Un voyage dans le monde de l'atome et de la molécule.

Le Weekend dernier j'ai rencontré des amis de lycée, et ils m'ont demandé ce que je suis devenu depuis le temps. J'ai répondu fièrement "Je fais une thèse en physique quantique!". Autrement dit, ils ont tout de suite changé de sujet. C'est normal on imagine une science compliquée avec des équations incompréhensibles et...C'est le cas. Mais c'est aussi une science passionnante, un voyage dans le monde de l'atome et de la molécule.

Vos smartphones par exemple, fonctionnent grâce à la mécanique quantique. Leurs circuits sont parcourus par des courants électriques,
constitués de milliards de particules en mouvement, les électrons. Parce qu'ils sont très petits, ces électrons obéissent aux lois de la mécanique quantique. C'est sachant cela que l'on a pu inventer toute l'électronique moderne. Le transistor, l'ordinateur, le smartphone. Et puis on s'est demandé, peut-on compter les électrons passant dans un circuit ?

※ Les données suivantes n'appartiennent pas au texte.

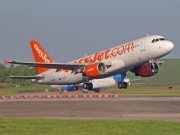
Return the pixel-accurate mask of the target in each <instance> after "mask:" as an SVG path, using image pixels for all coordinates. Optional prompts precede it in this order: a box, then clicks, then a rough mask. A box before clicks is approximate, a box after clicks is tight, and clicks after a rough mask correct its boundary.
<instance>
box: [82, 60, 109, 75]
mask: <svg viewBox="0 0 180 135" xmlns="http://www.w3.org/2000/svg"><path fill="white" fill-rule="evenodd" d="M106 69H107V68H106V65H105V64H104V63H102V62H100V63H94V64H92V65H89V66H87V67H86V68H85V71H84V75H85V76H88V77H98V76H100V75H102V74H104V73H105V72H106Z"/></svg>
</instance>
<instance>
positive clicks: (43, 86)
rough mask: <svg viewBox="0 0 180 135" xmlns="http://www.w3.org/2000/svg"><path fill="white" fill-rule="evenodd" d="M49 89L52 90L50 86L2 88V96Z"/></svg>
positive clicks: (35, 86) (31, 86) (31, 85)
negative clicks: (29, 90) (27, 90)
mask: <svg viewBox="0 0 180 135" xmlns="http://www.w3.org/2000/svg"><path fill="white" fill-rule="evenodd" d="M49 88H50V86H49V85H26V86H21V87H14V88H0V95H10V94H16V93H18V92H19V91H23V90H44V89H49Z"/></svg>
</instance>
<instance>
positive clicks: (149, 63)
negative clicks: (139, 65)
mask: <svg viewBox="0 0 180 135" xmlns="http://www.w3.org/2000/svg"><path fill="white" fill-rule="evenodd" d="M158 69H159V67H158V65H157V63H154V64H152V63H146V64H144V65H142V66H140V67H139V68H138V75H139V76H141V77H150V76H153V75H155V74H157V73H158Z"/></svg>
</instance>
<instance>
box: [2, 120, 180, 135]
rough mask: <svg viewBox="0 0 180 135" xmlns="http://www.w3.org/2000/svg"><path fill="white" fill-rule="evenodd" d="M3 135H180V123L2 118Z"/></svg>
mask: <svg viewBox="0 0 180 135" xmlns="http://www.w3.org/2000/svg"><path fill="white" fill-rule="evenodd" d="M0 121H1V122H0V135H179V134H180V122H173V121H160V120H134V121H132V120H131V121H130V120H128V121H118V120H60V119H58V120H57V119H56V120H55V119H20V118H0Z"/></svg>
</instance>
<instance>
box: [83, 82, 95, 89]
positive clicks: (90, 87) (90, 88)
mask: <svg viewBox="0 0 180 135" xmlns="http://www.w3.org/2000/svg"><path fill="white" fill-rule="evenodd" d="M83 89H88V90H92V89H93V84H92V83H89V82H88V83H84V84H83Z"/></svg>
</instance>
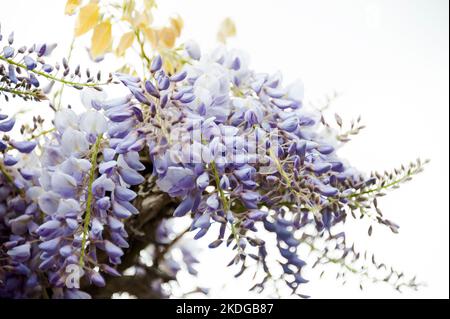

Pour répondre à cette question, j'ai fabriqué un composant électronique très simple, une barrière à électron, constituée d'un isolant électrique plus fin qu'un millième de cheveux. Par un phénomène quantique totalement contre-intuitif, certains électrons vont traverser la barrière. C'est l'effet tunnel.

De l'autre coté, ces électrons vont provoquer de petites perturbations électriques, ainsi qu'une émission de lumière. La barrière s'illumine au passage du courant.

Je peux donc mesurer indirectement le passage des électrons, en mesurant les perturbations électriques, avec un appareil électronique appelé amplificateur. Et en mesurant la lumière émise avec un photodétecteur, une sorte de camera. Je m'attendais naïvement, à avoir deux mesures équivalentes, me donnant un même résultat. Et bien non le résultat est surprenant, les deux détecteurs ne semble pas voir le même nombre d'électrons.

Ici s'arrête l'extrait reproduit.